Przy ponad 30- stopniowej temperaturze kolarze pokonali pierwsze dwie godziny etapu ze średnią prędkością 41 km/h. Na rundach bardzo aktywnie jechali z przodu peletonu kolarze CCC Sprandi Polkowice, Giant-Alpecin oraz Katusha. Druga górska premia w Będzinie ponownie została zdobyta przez Kurka, który wyprzedził Keizera i Armee. Zawodnik pomarańczowych w po wyścigowych wywiadach przyznał jednak, że nie wszystko poszło po jego myśli. – Dąbrowa ma to do siebie, że odbiera siły troszeczkę szybciej niż inne miejsca. Poniekąd jestem zadowolony z przebiegu etapu, gdyż utrzymałem tę koszulkę. Chciałem powalczyć o trykot najaktywniejszego, to nie wszystko poszło po mojej myśli. Trzeba po etapie usiąść i przeanalizować to, co się dzisiaj wydarzyło i rozsądnie zaplanować taktykę na następne dni. Na pewno w następnych dniach też będę próbował, jak tylko będę miał siłę. Cieszę się, że uniknąłem kraksy, ponieważ w tym momencie byłem z tyłu, a potem się już nie zaginałem. Jedynie chwilę później odbyła się lotna premia sponsorowana przez Lotto, na której tak zależało Kurkowi. Na nie triumfował jednak Keizer za nim byli Burghardt i Gradek.

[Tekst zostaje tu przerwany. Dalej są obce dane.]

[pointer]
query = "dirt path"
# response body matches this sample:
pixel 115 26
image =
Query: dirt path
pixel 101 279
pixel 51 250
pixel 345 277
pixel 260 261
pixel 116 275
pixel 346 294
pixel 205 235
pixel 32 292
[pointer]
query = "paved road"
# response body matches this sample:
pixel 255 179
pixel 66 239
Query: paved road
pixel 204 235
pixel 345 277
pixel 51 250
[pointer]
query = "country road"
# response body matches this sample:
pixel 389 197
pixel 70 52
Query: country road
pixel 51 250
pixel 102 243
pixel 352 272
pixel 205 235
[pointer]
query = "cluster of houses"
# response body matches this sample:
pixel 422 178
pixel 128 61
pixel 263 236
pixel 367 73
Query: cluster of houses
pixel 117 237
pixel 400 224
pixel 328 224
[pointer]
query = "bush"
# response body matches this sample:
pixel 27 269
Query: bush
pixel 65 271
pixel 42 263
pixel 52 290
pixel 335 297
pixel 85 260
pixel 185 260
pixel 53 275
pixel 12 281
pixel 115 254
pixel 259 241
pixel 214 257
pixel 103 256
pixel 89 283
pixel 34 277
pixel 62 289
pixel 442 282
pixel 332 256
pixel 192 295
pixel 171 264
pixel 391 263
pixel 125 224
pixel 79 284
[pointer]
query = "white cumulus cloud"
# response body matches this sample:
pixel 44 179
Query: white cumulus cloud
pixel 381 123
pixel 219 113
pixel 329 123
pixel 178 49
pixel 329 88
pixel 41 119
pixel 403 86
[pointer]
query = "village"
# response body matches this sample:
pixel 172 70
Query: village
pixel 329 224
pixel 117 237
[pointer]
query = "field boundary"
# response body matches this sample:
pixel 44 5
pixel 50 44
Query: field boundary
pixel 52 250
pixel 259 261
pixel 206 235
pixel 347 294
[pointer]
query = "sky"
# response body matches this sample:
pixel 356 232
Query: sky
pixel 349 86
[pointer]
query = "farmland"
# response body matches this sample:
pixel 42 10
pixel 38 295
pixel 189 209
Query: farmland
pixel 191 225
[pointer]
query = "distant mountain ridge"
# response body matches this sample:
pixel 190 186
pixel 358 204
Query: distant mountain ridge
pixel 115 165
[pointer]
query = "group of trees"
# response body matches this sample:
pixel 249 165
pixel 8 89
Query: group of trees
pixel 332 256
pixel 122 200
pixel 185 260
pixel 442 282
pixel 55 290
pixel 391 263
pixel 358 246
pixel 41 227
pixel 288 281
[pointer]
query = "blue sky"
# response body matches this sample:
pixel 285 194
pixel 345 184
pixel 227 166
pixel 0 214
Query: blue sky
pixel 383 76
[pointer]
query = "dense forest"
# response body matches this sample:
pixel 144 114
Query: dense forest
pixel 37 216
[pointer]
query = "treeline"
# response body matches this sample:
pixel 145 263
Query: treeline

Niestety tuż za premią Burghadt zaczął słabnąć i odpadł z peletonu, a dystans między harcownikami i grupą zasadniczą malał z kilometra na kilometr. Na dwa okrążenia do mety po ucieczce nie było już prawie śladu, głównie za sprawą Giant – Alpecin. Widoczne były także koszulki Cannondale – Garmin, Orica – GreenEdge, IAM Cycling. Ostatnie 15 kilometrów było bardzo nerwowe, każda z ekip usiłowała wyciągnąć swojego lidera na dobrą pozycję do końcowego finiszu.
Na ostatnim kilometrze wydarzyła się kraksa z udziałem Polaków, pierwszym z upadających był Caleb Ewan (Orica-GreenEdge). Na finiszu najszybszy był Matteo Pelucchi (IAM Cycling), niewiele wyprzedzając Marcela Kittela (Giant-Alpecin) oraz Giacomo Nizzolo (Trek Factory Racing). Cała czołowa trójka po etapie podkreślała, jak trudny był dzisiejszy finisz. – To był bardzo niebezpieczny sprint, prędkość była bardzo wysoka, a w grupie był spory ścisk. Całe szczęście, że ominąłem kraskę. Bardzo się cieszę, iż powalczyłem dzisiaj z Marcelem, który była bardzo mocny. Dla mnie jest to spełnienie marzeń, ponieważ jest to jeden z największych sukcesów w mojej karierze, a Tour de Pologne to naprawdę prestiżowa impreza, gdzie każde zwycięstwo jest istotne. Swój sukces dedykuję dyrektorowi sportowemu naszej grupy, którego firma w tym roku obchodzi jubileuszowe urodziny – mówił Pelucchi. Sądzę, że trudność dzisiejszego etapu można porównać do tych z Tour de France. Próbowałem powalczyć o sukces również dzisiaj, ale było naprawdę trudno. Z mojej prawej strony doszło do kontaktu dwóch kolarzy i chyba przez to mieliśmy tę kraksę. Widziałem, że ktoś wpadł w barierki, ale to nie one spowodowały wypadek, bo zazwyczaj barierki są dobrze ustawione i trudno na nie najechać. Na następnych etapach również powalczę, ponieważ chcę utrzymać żółtą koszulkę lidera do górskich odcinków – dodawał Kittel.
Koszulkę sponsorowaną przez Tauron utrzymał Adrian Kurek jako najlepszy góral wyścigu. Najaktywniejszym zawodnikiem został Kamil Gradek i to on jutro pojedzie w niebieskiej koszulce Lotto. Liderem pozostał Kittel, który drugi dzień z rzędu założy na siebie żółtą koszulkę Skandi, a w koszulce najlepszego sprintera, której sponsorem jest Lang Team, w zastępstwie Niemca wystąpi trzeci dzisiaj i wczoraj Niccolo Bonifazio.